Apelo à autoridade (celebridades vendendo produtos fora de sua área), falsa causa e generalizações são comuns em anúncios.
A fundamentação de sentenças deve evitar falácias. A identificação de argumentos inválidos é essencial para recursos e contestações.
Atividade de estudo
Encontre um editorial de jornal e identifique se há falácias. Marque os trechos e classifique: ad hominem, falso dilema, falsa causa, generalização apressada ou petição de princípio.
Resumo estratégico
Pontos mais cobrados sobre falácias
- Argumento válido: se as premissas forem verdadeiras, a conclusão é necessariamente verdadeira.
- Modus Ponens (válido): Se P → Q, P. Logo, Q.
- Modus Tollens (válido): Se P → Q, ~Q. Logo, ~P.
- Negação do antecedente (inválido): Se P → Q, ~P. Logo, ~Q.

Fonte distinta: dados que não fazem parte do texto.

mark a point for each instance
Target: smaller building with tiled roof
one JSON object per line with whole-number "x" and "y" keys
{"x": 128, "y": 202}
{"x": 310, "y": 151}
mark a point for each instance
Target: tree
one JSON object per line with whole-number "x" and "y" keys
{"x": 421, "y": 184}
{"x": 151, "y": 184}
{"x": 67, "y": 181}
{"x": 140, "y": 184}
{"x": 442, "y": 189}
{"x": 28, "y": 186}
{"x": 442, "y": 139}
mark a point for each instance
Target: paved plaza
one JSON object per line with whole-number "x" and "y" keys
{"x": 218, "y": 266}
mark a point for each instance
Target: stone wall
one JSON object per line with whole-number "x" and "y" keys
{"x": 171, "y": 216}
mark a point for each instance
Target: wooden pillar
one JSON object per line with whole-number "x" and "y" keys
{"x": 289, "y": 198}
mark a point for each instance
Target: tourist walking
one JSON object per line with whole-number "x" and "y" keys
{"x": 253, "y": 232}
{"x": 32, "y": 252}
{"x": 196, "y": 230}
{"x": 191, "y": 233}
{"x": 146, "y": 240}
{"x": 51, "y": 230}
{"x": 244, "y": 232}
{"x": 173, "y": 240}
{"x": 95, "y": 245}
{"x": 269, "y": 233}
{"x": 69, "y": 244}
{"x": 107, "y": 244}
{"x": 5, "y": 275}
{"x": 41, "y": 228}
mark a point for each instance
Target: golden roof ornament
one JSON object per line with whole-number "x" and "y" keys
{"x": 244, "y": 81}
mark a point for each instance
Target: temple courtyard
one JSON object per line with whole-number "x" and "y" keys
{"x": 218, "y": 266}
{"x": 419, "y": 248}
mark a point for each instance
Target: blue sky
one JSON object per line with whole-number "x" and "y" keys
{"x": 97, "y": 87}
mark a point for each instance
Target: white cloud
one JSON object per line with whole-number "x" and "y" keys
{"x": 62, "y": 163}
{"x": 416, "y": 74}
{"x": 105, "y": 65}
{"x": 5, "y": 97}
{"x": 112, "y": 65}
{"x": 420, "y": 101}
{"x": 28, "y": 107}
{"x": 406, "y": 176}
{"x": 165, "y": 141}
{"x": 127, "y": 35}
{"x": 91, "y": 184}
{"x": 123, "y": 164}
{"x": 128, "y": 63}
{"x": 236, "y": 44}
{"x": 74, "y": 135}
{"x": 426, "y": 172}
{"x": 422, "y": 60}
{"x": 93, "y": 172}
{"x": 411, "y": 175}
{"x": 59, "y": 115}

- Afirmação do consequente (inválido): Se P → Q, Q. Logo, P.
- Falácias informais: reconheça ad hominem, falso dilema, falsa causa, generalização apressada e petição de princípio.
- Teste do contraexemplo: imagine premissas verdadeiras e conclusão falsa. Se for possível, o argumento é inválido.
Mapa mental
Identificar o tipo de argumento (condicional, categórico, indutivo) → verificar a estrutura lógica → testar validade com Modus Ponens / Tollens → se não for um formato válido, testar contraexemplos → classificar a falácia (formal ou informal) → julgar o item.